As eleições decorreram com a presença de soldados junto às mesas eleitorais e ainda de grupos de populares que intimidavam os eleitores, incentivando-os a votar no candidato apoiado pelo Governo. Para o “Jornal do Minho”, de 16 de agosto de 1875, tratava-se “caceteiros que em noites repetidas invadiam a cidade”. Apesar dos populares denunciarem este grupo ao Governo Civil, de nada valeu porque a “auctoridade convivia e planeava os trabalhos eleitoraes com o mandato dos caceteiros”! (id).
Apesar do contexto vivido neste ato eleitoral, a eleição foi enaltecida e decorreu com mais liberdade que as anteriores, tendo-se assistido a eleitores “que em outras eleições não tinham accesso á urna, porque o argumento de cacete suplantava o de direito”!

O candidato do Governo, num círculo que era composto por oito assembleias de voto, foi derrotado em sete, tendo sido eleito Deputado o Conde de Bertiandos com uma maioria superior a 930 votos! Este obteve 2373 votos contra os 1441 de Lopo Vaz de Sampaio e Melo.
Quando o resultado da eleição foi do conhecimento público, e segundo o “Commercio do Minho”, de 17 de agosto de 1875, os populares dirigiram-se de imediato para a casa dos Biscainhos, local onde residia o Conde, “percorrendo em seguida as ruas da cidade, ouvindo-se por entre hymnos festivaes de bandas de musica, calorosas e enthusiasticas acclamacoes ao actual deputado” eleito pelos bracarenses.
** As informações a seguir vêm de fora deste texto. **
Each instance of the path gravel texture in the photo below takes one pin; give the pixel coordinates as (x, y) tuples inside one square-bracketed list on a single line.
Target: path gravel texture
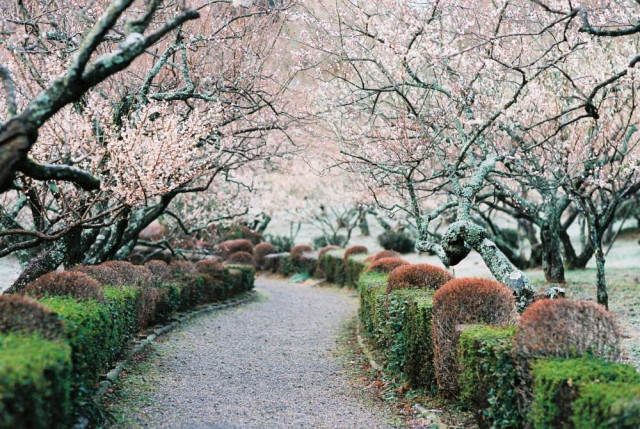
[(268, 364)]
As manifestações de alegria popular iniciaram-se pelas 17 horas desse dia e prolongaram-se até altas horas da noite e as casas da cidade ficaram inclusive “profusamente illuminadas (…) especialmenle as visinhas da casa do nobre conde em frente das quaes era difícil o transito por se acharem n’aquelle recinto apinhadas milhares de pessoas…”!
Mesmo da freguesia de Merelim, com difíceis acessos ao centro da cidade, vieram “duas musicas, grande numero de eleitores, dando vivas até á porta do snr. Conde”. Também a então “Banda dos Artistas” felicitou a eleição do Conde, oferecendo-lhe um hino, cuja letra foi cantada por uma menina mesmo em frente da casa dos Biscainhos!
O “Jornal do Minho”, de 16 de agosto de 1875, felicitou a eleição do Conde de Bertiandos, referindo que “O dia 15 de agosto de 1875 ficará gravado na memória dos vivos, e passará imorredouro aos que tem de vir depois de nós”.
Os festejos populares junto à casa do Conde de Bertiandos foram de tal forma intensos, que até provocaram incidentes. Uma das vítimas foi o filho de José Lopes, que “fôra atropelado na rua dos Biscainhos por um cavalheiro que estouvadamente se dirigia para casa do snr. conde de Bertiandos” (CM, 17 de agosto de 1875).

Esta eleição foi uma demonstração da independência de Braga em relação aos jogos políticos do poder central, que tentou impor um Deputado da sua confiança. Prova-o os “muitos milhares de pessoas que entre musicas, bandeiras, o illuminacoes, percorreram a cidade, victoriando o triumpho a que chamavam do - povo - affirmavaram do modo mais solemne a grandeza dos seus direitos”. Nunca, até estas eleições, Braga tinha dado um sinal de independência e maturidade cívica tão acentuado.
Para o “Jornal do Minho”, de 16 de agosto de 1875, “Um governo que possuisse alguma dignidade, sabendo que o seu escolhido em «reunião solemne de ministros» assim era tratado pelas urnas eleitoraes da terceira cidade do reino, tinha neste momento largado as pastas”.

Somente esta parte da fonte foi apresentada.